Raymond Jones

Personal information
- Full name: Raymond Peter Jones
- Born: 12 October 1958 (age 67) Christchurch, Canterbury, New Zealand
- Batting: Left-handed
- Bowling: Right-arm off break

Domestic team information
- 1980/81: Canterbury
- 1982/83: Otago
- 1983/84–1984/85: Canterbury
- Source: ESPNcricinfo, 15 May 2016

= Raymond Jones (cricketer) =

New Zealand cricketer (born 1958)

Raymond Peter Jones (born 12 October 1958) is a New Zealand former cricketer. He played first-class and List A cricket for Canterbury and Otago between the 1980–81 season and 1984–85.

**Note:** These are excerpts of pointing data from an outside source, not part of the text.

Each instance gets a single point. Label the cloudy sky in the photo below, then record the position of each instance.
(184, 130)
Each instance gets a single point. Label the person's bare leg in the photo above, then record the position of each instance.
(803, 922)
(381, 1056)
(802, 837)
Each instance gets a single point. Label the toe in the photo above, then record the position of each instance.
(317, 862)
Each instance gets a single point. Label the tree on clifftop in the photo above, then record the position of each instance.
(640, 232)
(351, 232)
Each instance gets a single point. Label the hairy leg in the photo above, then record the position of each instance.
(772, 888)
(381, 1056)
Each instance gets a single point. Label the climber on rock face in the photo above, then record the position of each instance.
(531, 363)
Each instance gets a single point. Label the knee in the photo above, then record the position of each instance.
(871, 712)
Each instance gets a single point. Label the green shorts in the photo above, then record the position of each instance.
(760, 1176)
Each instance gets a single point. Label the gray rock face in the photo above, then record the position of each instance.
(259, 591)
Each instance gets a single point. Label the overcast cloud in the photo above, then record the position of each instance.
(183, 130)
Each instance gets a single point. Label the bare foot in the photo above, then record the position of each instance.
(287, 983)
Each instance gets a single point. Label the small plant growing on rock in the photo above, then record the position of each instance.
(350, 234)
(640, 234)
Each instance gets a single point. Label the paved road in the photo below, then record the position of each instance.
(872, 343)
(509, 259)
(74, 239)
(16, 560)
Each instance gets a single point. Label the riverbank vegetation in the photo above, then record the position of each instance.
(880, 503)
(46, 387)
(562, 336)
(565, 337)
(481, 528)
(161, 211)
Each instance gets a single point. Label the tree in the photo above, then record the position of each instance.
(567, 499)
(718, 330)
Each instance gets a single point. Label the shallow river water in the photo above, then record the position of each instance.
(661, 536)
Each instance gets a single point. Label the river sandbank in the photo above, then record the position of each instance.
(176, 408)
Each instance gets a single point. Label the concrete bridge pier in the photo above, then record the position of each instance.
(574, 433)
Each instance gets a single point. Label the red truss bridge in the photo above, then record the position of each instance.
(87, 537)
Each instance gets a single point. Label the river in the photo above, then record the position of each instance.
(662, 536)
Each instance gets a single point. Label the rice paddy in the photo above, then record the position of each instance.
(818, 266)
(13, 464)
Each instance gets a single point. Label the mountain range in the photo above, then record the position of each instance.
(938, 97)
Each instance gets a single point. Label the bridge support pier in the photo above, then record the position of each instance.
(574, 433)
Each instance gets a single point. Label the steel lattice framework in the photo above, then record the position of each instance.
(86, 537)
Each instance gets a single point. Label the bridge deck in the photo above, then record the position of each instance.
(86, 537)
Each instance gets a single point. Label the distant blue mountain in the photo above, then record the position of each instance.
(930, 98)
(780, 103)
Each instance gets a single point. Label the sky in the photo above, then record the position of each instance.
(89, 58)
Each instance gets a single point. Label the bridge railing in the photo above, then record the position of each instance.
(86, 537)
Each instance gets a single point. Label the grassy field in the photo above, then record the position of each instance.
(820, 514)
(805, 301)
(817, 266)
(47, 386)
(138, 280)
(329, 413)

Jones was born at Christchurch in 1958 and was educated at Shirley Boys' High School in the city. After playing age group and B team cricket for Canterbury from the 1978–79 season onwards, he made his senior provincial debut for the side in a December 1980 fixture against the new Zealand under-23 side at Lancaster Park.

Initially Jones did not get another opportunity in the representative side and moved to Otago where he played one first-class and two List A matches during the 1982–83 season. He moved back to Canterbury the following season, playing another four first-class and two List A matches over the following two seasons. Often playing as an opening batsman, Jones made a total of 199 first-class runs, with a highest score of 56, his only representative half-century.